Según informaron fuentes policiales, Andrew Mountbatten-Windsor —hermano del rey Carlos III— fue trasladado al centro de investigaciones de Aylsham, donde prestó declaración antes de quedar en libertad bajo investigación. La Policía de Thames Valley confirmó que el exduque de York fue liberado mientras continúan las actuaciones judiciales y que los registros realizados en Norfolk ya concluyeron.
El operativoEl procedimiento se desarrolló en Wood Farm, dentro de la finca de Sandringham. Testigos señalaron la presencia de al menos ocho agentes, algunos de civil, que ingresaron al predio con equipos informáticos y retiraron documentación.

Durante la tarde, un Range Rover negro llegó al centro policial alrededor de las 18:50. El vehículo intentó acceder por una puerta electrónica averiada y, tras varios minutos de espera, ingresó por otro acceso. Poco después, fotógrafos apostados en el lugar captaron imágenes del exmiembro de la familia real en el asiento trasero, aparentemente intentando evitar las cámaras.
El eje de la investigaciónLa causa se centra en el período en el que Andrés ejerció como Representante Especial para Comercio Internacional e Inversión, entre 2001 y 2011. Documentos judiciales difundidos recientemente en Estados Unidos incluirían correos electrónicos y comunicaciones que apuntan a un posible intercambio de datos sensibles con Epstein.
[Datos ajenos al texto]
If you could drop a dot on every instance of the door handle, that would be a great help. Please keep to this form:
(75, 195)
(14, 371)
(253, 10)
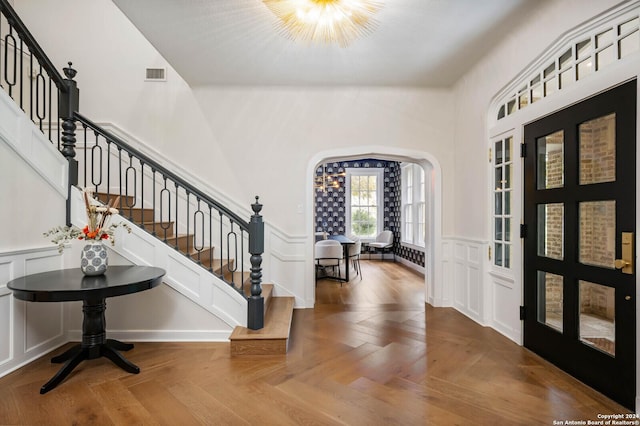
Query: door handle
(626, 263)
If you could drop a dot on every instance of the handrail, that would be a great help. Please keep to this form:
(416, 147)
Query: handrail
(198, 243)
(32, 44)
(157, 166)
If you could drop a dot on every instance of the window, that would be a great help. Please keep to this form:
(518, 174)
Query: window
(502, 189)
(364, 202)
(413, 205)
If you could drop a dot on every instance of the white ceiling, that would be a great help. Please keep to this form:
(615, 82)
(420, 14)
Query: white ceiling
(235, 42)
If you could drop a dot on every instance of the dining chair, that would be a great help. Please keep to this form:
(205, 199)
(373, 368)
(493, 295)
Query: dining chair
(354, 254)
(383, 243)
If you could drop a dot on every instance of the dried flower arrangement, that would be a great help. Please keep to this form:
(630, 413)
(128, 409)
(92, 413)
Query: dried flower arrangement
(97, 227)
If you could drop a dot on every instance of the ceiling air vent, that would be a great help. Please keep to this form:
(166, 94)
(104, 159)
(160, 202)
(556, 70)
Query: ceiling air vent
(156, 74)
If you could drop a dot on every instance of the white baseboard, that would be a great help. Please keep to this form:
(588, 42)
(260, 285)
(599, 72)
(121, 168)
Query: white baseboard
(160, 335)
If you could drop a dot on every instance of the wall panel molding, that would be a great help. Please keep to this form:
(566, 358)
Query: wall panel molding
(28, 330)
(463, 268)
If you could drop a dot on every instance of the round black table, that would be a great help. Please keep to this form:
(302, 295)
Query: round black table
(71, 284)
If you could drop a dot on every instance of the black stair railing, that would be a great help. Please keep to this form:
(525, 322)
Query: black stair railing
(156, 199)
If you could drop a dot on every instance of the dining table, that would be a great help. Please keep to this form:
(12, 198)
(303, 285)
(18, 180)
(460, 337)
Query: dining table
(345, 242)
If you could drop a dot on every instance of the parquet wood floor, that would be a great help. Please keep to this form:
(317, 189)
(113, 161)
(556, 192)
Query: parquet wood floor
(369, 353)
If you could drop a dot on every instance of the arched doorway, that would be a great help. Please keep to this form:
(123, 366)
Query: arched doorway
(433, 197)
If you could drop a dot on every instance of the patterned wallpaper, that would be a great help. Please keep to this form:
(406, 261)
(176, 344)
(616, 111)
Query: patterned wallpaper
(330, 206)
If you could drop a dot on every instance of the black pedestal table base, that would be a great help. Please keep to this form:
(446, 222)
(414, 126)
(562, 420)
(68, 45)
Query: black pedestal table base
(94, 345)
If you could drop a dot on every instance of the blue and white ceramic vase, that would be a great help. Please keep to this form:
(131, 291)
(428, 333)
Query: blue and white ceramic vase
(93, 259)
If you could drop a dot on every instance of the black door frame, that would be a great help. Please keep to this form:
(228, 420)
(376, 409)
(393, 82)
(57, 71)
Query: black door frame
(539, 337)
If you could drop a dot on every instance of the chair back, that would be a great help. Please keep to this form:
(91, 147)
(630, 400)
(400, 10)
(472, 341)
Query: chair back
(328, 253)
(355, 248)
(385, 237)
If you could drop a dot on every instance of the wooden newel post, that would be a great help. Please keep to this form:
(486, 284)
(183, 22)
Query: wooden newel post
(256, 248)
(68, 103)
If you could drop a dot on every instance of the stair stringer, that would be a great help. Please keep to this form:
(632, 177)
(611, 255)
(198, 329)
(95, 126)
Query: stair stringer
(183, 275)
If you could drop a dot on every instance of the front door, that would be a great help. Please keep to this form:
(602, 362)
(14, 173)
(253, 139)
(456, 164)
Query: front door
(579, 255)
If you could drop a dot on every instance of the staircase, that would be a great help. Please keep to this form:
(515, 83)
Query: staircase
(163, 204)
(273, 338)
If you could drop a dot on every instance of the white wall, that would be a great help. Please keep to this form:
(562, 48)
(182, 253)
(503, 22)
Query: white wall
(111, 57)
(475, 90)
(242, 141)
(256, 139)
(273, 133)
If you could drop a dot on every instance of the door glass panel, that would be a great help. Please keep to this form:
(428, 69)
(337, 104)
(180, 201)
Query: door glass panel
(597, 317)
(498, 254)
(498, 226)
(507, 149)
(507, 176)
(550, 300)
(598, 233)
(498, 181)
(551, 230)
(498, 152)
(598, 150)
(498, 204)
(550, 155)
(507, 202)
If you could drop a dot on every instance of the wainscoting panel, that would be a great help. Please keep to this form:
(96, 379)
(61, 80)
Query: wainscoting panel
(18, 132)
(28, 330)
(6, 343)
(463, 271)
(42, 324)
(505, 306)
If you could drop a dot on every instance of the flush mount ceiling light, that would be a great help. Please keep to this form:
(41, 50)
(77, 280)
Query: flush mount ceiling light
(325, 21)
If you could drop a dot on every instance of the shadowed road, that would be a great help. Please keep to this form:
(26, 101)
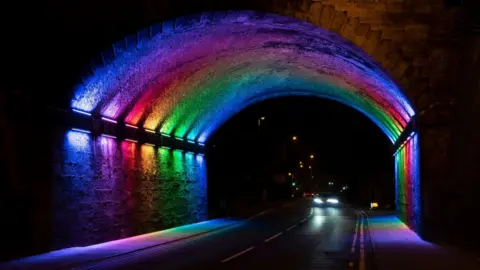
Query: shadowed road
(295, 236)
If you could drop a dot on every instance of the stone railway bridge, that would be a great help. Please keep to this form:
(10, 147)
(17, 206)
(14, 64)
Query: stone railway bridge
(430, 47)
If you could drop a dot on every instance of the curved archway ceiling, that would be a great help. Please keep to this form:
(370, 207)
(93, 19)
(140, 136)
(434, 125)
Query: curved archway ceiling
(188, 81)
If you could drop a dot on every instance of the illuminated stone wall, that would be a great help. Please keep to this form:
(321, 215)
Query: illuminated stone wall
(104, 189)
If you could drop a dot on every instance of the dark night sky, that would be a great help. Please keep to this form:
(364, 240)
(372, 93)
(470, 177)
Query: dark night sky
(347, 145)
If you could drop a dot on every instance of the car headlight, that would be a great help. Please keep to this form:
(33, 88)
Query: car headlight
(334, 201)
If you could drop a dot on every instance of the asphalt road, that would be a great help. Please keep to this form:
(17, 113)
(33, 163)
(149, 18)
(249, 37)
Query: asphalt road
(295, 236)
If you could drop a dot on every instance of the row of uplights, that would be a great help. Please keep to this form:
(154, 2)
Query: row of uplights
(132, 126)
(130, 140)
(405, 142)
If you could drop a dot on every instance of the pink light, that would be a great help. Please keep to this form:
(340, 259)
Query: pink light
(81, 112)
(109, 120)
(109, 136)
(131, 126)
(81, 130)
El nombre del exduque ya había estado vinculado anteriormente a controversias relacionadas con la red de delitos sexuales atribuida a Epstein. También cobró notoriedad la denuncia pública de Virginia Giuffre, quien lo acusó de abusos sexuales en el pasado.
La detención marca un nuevo capítulo en una de las crisis más delicadas para la monarquía británica en los últimos años, mientras la investigación continúa abierta y bajo fuerte atención mediática.